Alors que l'article 94 de la loi Macron du 6 août 2015 autorise le gouvernement à prendre des mesures par ordonnance en vue de donner un cadre juridique au "bail réel solidaire", au bénéfice des organismes de foncier solidaire créés par la loi Alur du 24 mars 2014, un rapport du Conseil général de l'environnement et du développement durable (CGEDD) se montre très sévère sur le bail solidaire et livre une "Expertise des propositions de production d'une offre de logements à loyer minoré dans le parc privé".

Une succession de dispositifs...

Le développement du bail solidaire entendait apporter une réponse à la réduction progressive depuis les années 1990, dans les zones tendues, de l'offre de logements abordables dans le parc locatif privé. Il s'agit donc à la fois de développer l'offre de locations abordables et de lutter contre la vacance.
Différents dispositifs nationaux se sont succédés - voir superposés - pour mettre en œuvre ces objectifs : dispositifs "Besson dans l'ancien" puis "Borloo dans l'ancien", régime de conventionnement sans travaux avec l'Anah... S'y ajoutent les mécanismes mis en place par plusieurs grandes collectivités, à l'image de "Louez solidaire" à Paris.
Face à ce foisonnement, le CGEDD estime que "le bilan de ces interventions sur le parc privé s'avère limité au regard des objectifs nationaux d'origine, en particulier en matière de lutte contre la vacance, dont l'Anah a abandonné le régime d'aide en 2011". Ce constat rejoint celui de la Cour des comptes sur les politiques du logement en Ile-de-France, la région de loin la plus tendue en matière de logement (voir notre article ci-contre du 9 avril 2015). La Cour pointait ainsi l'absence de résultats dans la lutte contre la vacance, malgré les campagnes de mobilisation et les efforts de repérage des logements susceptibles d'entrer dans les dispositifs.

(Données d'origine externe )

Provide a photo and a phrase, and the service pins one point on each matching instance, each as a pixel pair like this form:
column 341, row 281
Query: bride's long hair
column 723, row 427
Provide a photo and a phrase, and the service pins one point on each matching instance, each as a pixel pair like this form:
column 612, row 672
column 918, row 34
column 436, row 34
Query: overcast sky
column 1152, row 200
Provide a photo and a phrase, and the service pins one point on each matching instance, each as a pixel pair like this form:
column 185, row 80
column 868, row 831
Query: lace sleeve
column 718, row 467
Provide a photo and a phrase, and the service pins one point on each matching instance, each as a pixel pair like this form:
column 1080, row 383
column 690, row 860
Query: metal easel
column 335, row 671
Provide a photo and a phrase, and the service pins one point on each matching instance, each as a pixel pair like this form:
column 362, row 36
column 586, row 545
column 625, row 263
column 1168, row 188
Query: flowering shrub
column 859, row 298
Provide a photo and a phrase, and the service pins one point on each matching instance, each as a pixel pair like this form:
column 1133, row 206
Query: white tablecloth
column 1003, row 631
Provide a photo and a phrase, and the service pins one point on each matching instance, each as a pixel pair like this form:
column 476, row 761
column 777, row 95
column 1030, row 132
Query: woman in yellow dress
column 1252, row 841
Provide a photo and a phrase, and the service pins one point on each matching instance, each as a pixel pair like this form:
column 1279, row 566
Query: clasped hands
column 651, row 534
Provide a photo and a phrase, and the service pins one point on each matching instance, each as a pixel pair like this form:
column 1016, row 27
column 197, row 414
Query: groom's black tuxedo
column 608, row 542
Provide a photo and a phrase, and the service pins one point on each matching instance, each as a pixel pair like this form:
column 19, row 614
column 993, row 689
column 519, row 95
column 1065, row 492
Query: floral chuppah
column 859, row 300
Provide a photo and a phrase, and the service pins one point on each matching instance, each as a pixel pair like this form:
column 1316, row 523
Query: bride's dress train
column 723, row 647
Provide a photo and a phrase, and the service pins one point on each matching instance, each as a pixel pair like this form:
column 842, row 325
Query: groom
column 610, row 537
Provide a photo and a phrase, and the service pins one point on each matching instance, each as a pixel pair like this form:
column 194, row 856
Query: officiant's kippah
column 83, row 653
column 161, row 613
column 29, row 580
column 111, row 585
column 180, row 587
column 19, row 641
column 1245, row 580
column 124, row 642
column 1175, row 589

... pour des résultats décevants

Pour expliquer ces résultats médiocres, le CGEDD évoque plusieurs facteurs : la méconnaissance des dispositifs, la complexité des barèmes de loyers (afin de limiter les effets d'aubaine) ou encore un montant du "loyer social dérogatoire" parfois très proche du niveau des loyers intermédiaires. La limite est également d'ordre budgétaire, car "pour être attractives et efficaces, les aides impliquent un coût élevé pour la collectivité". Du coup, l'impact de l'aide fiscale mise en place s'en trouve fortement atténué.
L'expertise du CGEDD passe également en revue trois dispositifs de collectivités - Grenoble-Alpes-Métropole (Loca++), Grand Lyon (Louez malin) et Paris (Multiloc) -, avec des résultats tout aussi mitigés. Il en est de même pour la proposition de la Fnaim (Fédération nationale de l'immobilier) de mise en place d'un "bail solidaire", à partir de diverses expériences en cours. Les dispositifs de collectivités n'atteignent en effet que partiellement leurs objectifs initiaux et pâtissent du retrait progressif de l'Anah, dans la mesure où ils sont souvent conçus en complément des aides de cette dernière.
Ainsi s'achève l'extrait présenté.